Of all the arts, fashion plays perhaps the largest and most obvious role in the personal life of its audience, and one would expect reviewers to be able to respond directly and coherently to it. A distinguished exception to the unfortunate and prevalent woolliness of reviewers is a crisply precise piece on Meiling’s first show in 1969 by veteran Trinidadian fashion writer Rosemary Stone. Four decades later, you would still look stylish and very, very daring if you wore “one of the nudest outfits of the evening…a chocolate-coloured pair of hipster trousers made of moiré voile topped by a minute bolero of cream-coloured thread-covered rings simply joined together.”

The audience of 1969 was captured, though today’s probably wouldn’t be, by a pink crepe-backed satin ensemble involving “enormous elephant pants,” a belted tunic with leg-of-mutton sleeves, and a sash worn around the neck.

But some things haven’t changed. Meiling still loves black, still adds embroidery, still produces all-white sections, uses sari silks and Chinese brocades. Those constants are one reason why she says, as do her clients and fans, that her work is timeless.

Actually it’s not, and it wouldn’t be altogether a good thing if it were. It sounds like a very odd thing for a designer to say of her work, especially one who also remarks that “fashion is so transient,” who will tell you that that’s why she subscribes to every fashion magazine there is and monitors the Net too, to keep on top of international trends. The seasonal switches in style are one of the forces that keep the fashion industry booming; last season’s shapes and colours just don’t cut it any more, however chic they were a few months ago. The fickleness of fashion is notorious; it’s one of the reasons why it’s considered superficial.

And yet, conversely, fashion is taken seriously partly because it is believed to embody the spirit of the times as it changes, supposedly in response to social or sometimes economic forces, and the popular mood. One of Meiling’s idols, Yves Saint Laurent, declared in 1971, “Fashion is the reflection of our time, and if it does not express the atmosphere of its time, it means nothing.”

Yet one of St Laurent’s biographers also writes—in praise of him—that in 1968, “he left behind the idea of fashion as trend…he entered the realm of style.”

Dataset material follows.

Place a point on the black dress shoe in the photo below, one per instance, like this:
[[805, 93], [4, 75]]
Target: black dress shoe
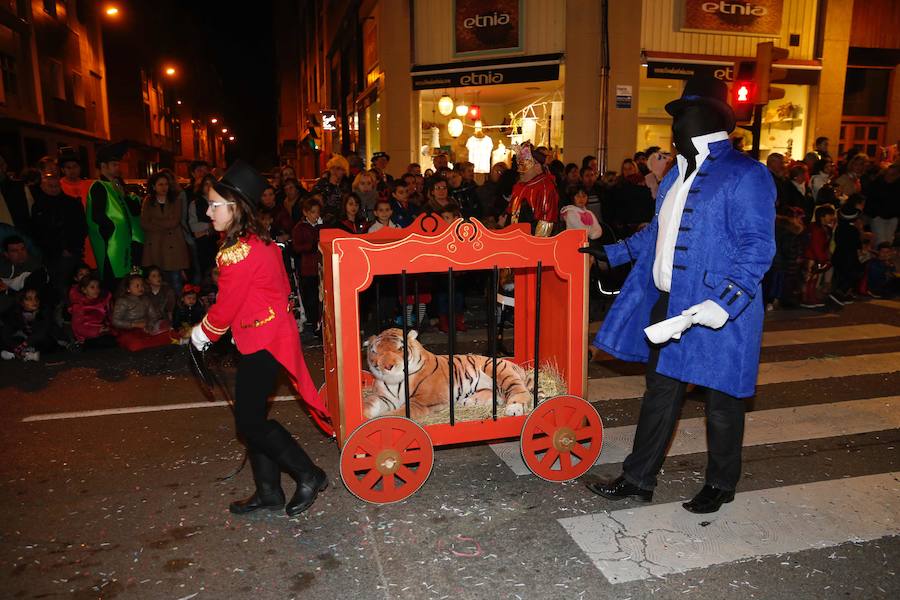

A comment by Jamaican jeweller Jasmine Girvan, who has worked as a stylist for Meiling, reflects the same contradictions in Meiling’s work. “The mark of a good designer is to be able to create something of beauty that functions on many levels: the visual, the tactile, its form and function, its longevity. To do that you have to be a skilled craftsman and you have to be aesthetically attuned to your time and place, and that’s what I think she combines.”
The clothes that are most characteristically Meiling are more sophisticated than they once were, because she has trimmed away any excess—she describes her work as being “almost discreet.” Her clothes aim for quality and comfort, and emphasise function as much as form. That in itself stops them from following any fad to ridiculous, soon-dated extremes. In them Meiling brings her skills and long experience to bear on the passing whims of the day.

Thus a woman as fashion-conscious as former Miss Universe Wendy Fitzwilliam still wears the first Meiling dress she ever bought, when she was 14, 20 years ago. “I had to save up for it,” she remembers (it cost what was then a huge amount for her—TT$340). “It’s a very simple A-line mini, sleeveless, with faggoting across the back, like a yoke, and it buttons up the front, but the buttons are covered by a flap of fabric, except the one at the top, a huge natural wood button. It’s simple and gorgeous.”

Meiling’s work isn’t timeless, but it increasingly observes timeless standards; she too has entered the realm of style.

This is an edited extract from the book Meiling: Fashion Designer, published in November 2007 by Robert & Christopher Publishers, Trinidad.